I reached out to another friend of mine, who is a nanny herself, and I told her how I'd been feeling. I'd gone to all this trouble to have a child. I'd worked so hard to build a stable life to bring that child into, and now someone else was living it. Sometimes, my friend said, she did feel like she was living another woman's life: watching her children, entertaining other children and nannies in her home, serving them this woman’s tea. My friend's words were as validating as they were haunting.

Of course, I knew what Tess meant when she called my daughter hers. The rational part of my brain knew it was a good thing that she cared enough about Mia to want to show her off on the weekends. But it still got to me. In a way, it felt true that Mia was hers and not mine. Tess discovered Mia's first tooth. Tess was there when Mia rolled over for the first time. Tess was the one who saw -- and probably provoked -- the look of utter joy on my daughter’s face on that beautiful day at the park.

Maybe the funny feeling I sometimes get in my stomach is as simple as this -- it both thrills me and kills me that someone besides my husband and me can make our daughter happy.

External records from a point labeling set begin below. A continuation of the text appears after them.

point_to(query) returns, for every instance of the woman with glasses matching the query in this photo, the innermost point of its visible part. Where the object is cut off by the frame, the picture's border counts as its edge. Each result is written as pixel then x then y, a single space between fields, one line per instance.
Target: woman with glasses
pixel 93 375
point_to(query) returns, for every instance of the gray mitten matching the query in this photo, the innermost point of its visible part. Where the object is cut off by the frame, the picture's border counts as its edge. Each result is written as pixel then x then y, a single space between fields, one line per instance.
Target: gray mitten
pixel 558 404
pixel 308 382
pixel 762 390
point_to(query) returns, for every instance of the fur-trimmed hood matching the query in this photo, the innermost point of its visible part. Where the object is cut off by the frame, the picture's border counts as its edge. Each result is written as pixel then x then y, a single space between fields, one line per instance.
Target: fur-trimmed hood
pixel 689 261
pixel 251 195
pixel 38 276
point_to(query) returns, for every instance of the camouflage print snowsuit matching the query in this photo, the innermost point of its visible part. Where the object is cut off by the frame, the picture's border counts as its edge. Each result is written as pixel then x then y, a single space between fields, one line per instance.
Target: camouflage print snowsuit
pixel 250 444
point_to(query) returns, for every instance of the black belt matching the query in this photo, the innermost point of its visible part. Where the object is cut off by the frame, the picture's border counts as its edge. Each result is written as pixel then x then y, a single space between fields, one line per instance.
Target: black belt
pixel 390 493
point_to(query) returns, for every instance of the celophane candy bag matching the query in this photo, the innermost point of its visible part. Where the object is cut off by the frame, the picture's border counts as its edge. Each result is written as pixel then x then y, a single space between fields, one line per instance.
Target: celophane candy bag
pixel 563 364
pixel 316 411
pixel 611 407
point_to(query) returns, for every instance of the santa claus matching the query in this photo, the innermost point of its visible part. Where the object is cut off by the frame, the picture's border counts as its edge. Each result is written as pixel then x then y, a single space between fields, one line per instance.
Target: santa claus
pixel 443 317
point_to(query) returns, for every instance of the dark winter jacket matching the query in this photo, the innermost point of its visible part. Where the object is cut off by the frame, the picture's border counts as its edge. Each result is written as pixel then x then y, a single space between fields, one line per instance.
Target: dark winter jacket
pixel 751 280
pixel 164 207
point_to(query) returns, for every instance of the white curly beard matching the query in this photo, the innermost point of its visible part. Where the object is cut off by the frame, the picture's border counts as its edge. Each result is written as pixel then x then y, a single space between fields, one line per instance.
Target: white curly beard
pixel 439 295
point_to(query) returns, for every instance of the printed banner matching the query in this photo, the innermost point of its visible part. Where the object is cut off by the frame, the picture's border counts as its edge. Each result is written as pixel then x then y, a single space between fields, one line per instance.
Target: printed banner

I have that picture of Mia on the blanket at the park on my computer now, as my desktop wallpaper. I see it every time I sit down to write or check my email. Despite my deep ambivalence about missing that moment in her life, every time I see it, it makes me smile. Tess' knees are visible on the blanket, but sometimes I forget, and I think that they're mine. Time and memory are playing their funny tricks on me, and I almost believe now that I was there, too.